Programmers using MapReduce manage it by breaking down their tasks into two phases. The first involves taking an input and chopping it into lots of subproblems (each with their own result). The second phase involves taking all of the subproblems’ results, and reducing them down into a much smaller answer.

The trick is that the subproblems can count in the millions, and can be spread across as few or as many PCs in Google’s server armoury; and that final result can be as simple as a single figure, and delivered to just one person. So it is scalable for computers, but also comprehensible for the mere humans trying to gather the results.

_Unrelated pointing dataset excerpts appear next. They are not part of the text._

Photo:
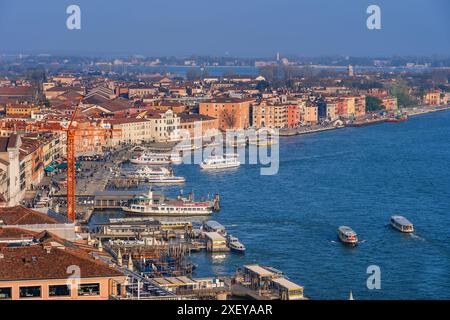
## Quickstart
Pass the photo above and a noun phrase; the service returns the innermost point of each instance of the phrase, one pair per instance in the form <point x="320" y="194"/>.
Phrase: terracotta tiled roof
<point x="47" y="262"/>
<point x="15" y="233"/>
<point x="20" y="215"/>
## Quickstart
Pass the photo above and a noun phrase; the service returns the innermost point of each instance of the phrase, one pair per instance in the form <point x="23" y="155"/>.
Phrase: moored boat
<point x="152" y="204"/>
<point x="220" y="162"/>
<point x="235" y="245"/>
<point x="402" y="224"/>
<point x="151" y="159"/>
<point x="347" y="235"/>
<point x="157" y="175"/>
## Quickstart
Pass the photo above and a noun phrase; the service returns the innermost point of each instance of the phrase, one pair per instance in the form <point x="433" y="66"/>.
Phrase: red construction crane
<point x="71" y="131"/>
<point x="71" y="179"/>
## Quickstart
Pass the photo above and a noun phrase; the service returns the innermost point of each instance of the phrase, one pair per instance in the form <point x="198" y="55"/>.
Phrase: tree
<point x="374" y="104"/>
<point x="229" y="117"/>
<point x="404" y="99"/>
<point x="193" y="74"/>
<point x="262" y="86"/>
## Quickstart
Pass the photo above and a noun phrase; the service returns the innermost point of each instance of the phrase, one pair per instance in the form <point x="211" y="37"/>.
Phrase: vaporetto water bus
<point x="402" y="224"/>
<point x="157" y="204"/>
<point x="157" y="175"/>
<point x="151" y="159"/>
<point x="347" y="235"/>
<point x="220" y="162"/>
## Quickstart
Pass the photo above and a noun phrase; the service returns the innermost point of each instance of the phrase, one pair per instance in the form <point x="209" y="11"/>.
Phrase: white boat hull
<point x="167" y="212"/>
<point x="219" y="166"/>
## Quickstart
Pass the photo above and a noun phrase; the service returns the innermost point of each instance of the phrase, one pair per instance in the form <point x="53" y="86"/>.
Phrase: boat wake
<point x="415" y="236"/>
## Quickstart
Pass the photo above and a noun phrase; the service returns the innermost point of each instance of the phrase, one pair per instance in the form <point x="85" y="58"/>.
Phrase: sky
<point x="246" y="28"/>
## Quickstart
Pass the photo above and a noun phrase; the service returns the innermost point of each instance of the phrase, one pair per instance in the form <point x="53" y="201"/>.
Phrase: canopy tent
<point x="49" y="169"/>
<point x="64" y="165"/>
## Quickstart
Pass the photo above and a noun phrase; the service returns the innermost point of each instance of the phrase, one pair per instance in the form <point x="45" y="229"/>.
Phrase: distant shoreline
<point x="410" y="113"/>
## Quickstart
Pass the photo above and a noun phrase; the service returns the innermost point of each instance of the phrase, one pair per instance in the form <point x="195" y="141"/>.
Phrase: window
<point x="30" y="292"/>
<point x="89" y="289"/>
<point x="5" y="293"/>
<point x="62" y="290"/>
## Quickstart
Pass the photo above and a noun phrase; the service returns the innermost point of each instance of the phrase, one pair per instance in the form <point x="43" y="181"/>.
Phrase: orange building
<point x="294" y="116"/>
<point x="19" y="109"/>
<point x="270" y="116"/>
<point x="310" y="115"/>
<point x="207" y="124"/>
<point x="51" y="270"/>
<point x="432" y="98"/>
<point x="233" y="113"/>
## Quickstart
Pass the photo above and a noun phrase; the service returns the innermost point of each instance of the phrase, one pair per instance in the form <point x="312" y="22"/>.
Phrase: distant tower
<point x="130" y="262"/>
<point x="119" y="258"/>
<point x="350" y="70"/>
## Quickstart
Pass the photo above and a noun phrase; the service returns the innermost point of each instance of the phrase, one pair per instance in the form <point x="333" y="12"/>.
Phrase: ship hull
<point x="166" y="213"/>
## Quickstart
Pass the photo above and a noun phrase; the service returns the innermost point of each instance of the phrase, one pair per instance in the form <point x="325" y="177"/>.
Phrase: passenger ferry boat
<point x="402" y="224"/>
<point x="214" y="226"/>
<point x="220" y="162"/>
<point x="159" y="175"/>
<point x="176" y="158"/>
<point x="347" y="235"/>
<point x="398" y="117"/>
<point x="151" y="159"/>
<point x="235" y="245"/>
<point x="152" y="204"/>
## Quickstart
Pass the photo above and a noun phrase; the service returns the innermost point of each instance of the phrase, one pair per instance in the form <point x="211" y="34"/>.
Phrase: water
<point x="353" y="176"/>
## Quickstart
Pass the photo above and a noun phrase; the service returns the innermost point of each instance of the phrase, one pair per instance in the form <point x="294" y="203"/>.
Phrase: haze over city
<point x="236" y="28"/>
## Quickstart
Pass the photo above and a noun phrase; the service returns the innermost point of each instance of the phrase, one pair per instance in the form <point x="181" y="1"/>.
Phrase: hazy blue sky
<point x="236" y="27"/>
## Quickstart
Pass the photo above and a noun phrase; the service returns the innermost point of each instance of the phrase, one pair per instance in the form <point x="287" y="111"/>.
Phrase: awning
<point x="49" y="169"/>
<point x="64" y="165"/>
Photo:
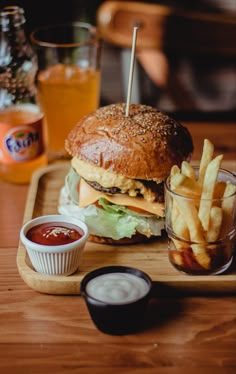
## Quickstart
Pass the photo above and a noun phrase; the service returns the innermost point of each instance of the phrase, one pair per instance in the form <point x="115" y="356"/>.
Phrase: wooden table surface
<point x="41" y="333"/>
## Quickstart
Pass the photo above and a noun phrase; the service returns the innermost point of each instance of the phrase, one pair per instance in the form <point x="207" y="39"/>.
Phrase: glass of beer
<point x="68" y="78"/>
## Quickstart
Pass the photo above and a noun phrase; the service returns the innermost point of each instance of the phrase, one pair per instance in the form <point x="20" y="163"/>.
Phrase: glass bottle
<point x="22" y="145"/>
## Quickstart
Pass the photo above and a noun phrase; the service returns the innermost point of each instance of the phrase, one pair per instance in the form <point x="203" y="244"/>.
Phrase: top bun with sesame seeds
<point x="143" y="145"/>
<point x="119" y="164"/>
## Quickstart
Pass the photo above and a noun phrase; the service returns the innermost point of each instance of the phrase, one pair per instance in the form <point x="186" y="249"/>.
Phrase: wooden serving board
<point x="152" y="258"/>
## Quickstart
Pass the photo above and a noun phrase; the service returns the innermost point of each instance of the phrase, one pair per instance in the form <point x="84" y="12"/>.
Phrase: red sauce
<point x="54" y="233"/>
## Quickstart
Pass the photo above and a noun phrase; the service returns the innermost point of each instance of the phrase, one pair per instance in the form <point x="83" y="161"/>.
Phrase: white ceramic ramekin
<point x="55" y="259"/>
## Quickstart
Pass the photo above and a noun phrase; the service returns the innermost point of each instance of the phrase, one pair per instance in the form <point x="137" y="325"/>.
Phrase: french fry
<point x="228" y="205"/>
<point x="219" y="190"/>
<point x="207" y="154"/>
<point x="216" y="217"/>
<point x="187" y="170"/>
<point x="208" y="191"/>
<point x="185" y="186"/>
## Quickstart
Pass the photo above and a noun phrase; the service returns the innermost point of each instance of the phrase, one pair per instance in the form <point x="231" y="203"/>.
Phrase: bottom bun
<point x="135" y="239"/>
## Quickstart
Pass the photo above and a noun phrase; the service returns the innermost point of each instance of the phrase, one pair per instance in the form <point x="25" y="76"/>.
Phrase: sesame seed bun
<point x="143" y="145"/>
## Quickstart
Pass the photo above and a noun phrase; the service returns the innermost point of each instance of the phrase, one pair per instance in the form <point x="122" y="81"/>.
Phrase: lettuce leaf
<point x="111" y="220"/>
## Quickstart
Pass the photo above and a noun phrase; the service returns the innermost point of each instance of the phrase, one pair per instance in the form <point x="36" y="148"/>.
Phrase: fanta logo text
<point x="17" y="142"/>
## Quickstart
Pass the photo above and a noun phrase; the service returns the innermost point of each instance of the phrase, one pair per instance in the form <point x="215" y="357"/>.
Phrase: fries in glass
<point x="201" y="215"/>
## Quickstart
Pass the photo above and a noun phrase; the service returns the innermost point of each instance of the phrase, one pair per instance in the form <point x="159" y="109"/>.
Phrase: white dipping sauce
<point x="117" y="288"/>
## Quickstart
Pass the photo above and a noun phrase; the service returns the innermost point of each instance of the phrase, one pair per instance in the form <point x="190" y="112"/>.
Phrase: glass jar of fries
<point x="201" y="216"/>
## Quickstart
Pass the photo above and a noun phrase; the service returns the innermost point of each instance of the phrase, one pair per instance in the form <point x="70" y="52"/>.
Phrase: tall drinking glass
<point x="68" y="79"/>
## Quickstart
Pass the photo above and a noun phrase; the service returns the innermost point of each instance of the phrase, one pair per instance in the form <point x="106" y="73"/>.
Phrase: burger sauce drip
<point x="54" y="233"/>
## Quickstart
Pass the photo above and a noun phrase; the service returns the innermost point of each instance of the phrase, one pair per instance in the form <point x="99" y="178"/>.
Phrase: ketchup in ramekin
<point x="54" y="233"/>
<point x="55" y="243"/>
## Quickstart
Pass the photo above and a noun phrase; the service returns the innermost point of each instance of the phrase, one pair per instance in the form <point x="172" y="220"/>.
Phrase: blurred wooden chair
<point x="171" y="31"/>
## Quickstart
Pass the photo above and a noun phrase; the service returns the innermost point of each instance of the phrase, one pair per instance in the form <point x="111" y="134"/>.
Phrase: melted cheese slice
<point x="88" y="195"/>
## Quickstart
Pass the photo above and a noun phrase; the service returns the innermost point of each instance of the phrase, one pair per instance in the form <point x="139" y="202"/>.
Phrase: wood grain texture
<point x="150" y="257"/>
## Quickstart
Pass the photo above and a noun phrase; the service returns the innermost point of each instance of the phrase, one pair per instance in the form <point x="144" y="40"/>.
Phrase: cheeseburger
<point x="118" y="167"/>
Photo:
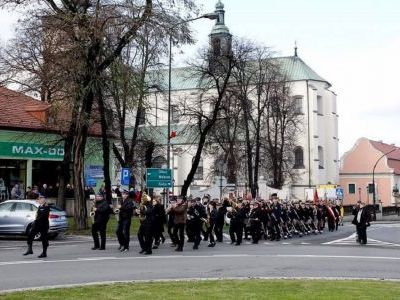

Finally, we have BigTable. If GoogleFS is for saving files, and MapReduce is for running programs, BigTable is Google’s solution to storing lots of data.

Like its siblings, BigTable does not quite work like a standard database such as Microsoft Access or Oracle. As with MapReduce, it demands that its programmers use a far simpler model for handling their data. But as the name suggests, BigTable scales – well enough that the billions of e-mails in Google’s Gmail service and the millions of videos on YouTube depend on it.

It is software like this that gives Google the leeway to be quite haphazard behind its calm exterior. All of them are designed to collapse relatively gracefully. If you haven’t seen a database error or a “file missing” error when accessing Google, it’s not because things haven’t been going wrong behind the scenes.

When the application handling your Gmail requests dies horribly (and it does), you don’t see a crash because Google instantly switches you to another computer, running in another data centre.

That computer is pulling data from the same filing system and the same fault-resilient database.

And because the lag in switching machines is smaller than the giant pauses between you clicking a button on Gmail and getting an answer across the web, you barely notice it.

There are many attempts by enterprising coders to reproduce these programs outside Google.

But if you want to mimic Google’s success, perhaps you shouldn’t try to copy the software but to understand what led to that software and what Google has learned from it.

The internet is not about reliability and it’s not about speed. It’s about coping with the unreliability of computers and taking advantage of the relative sloth of modern internet connections.

Google may look great from the outside but, like a magician, if you want to know how it pulls off that trick, you need to stop watching the results and start looking at the frantic action behind the curtain.

When you look into that, this internet giant’s monopoly starts looking rather more vulnerable.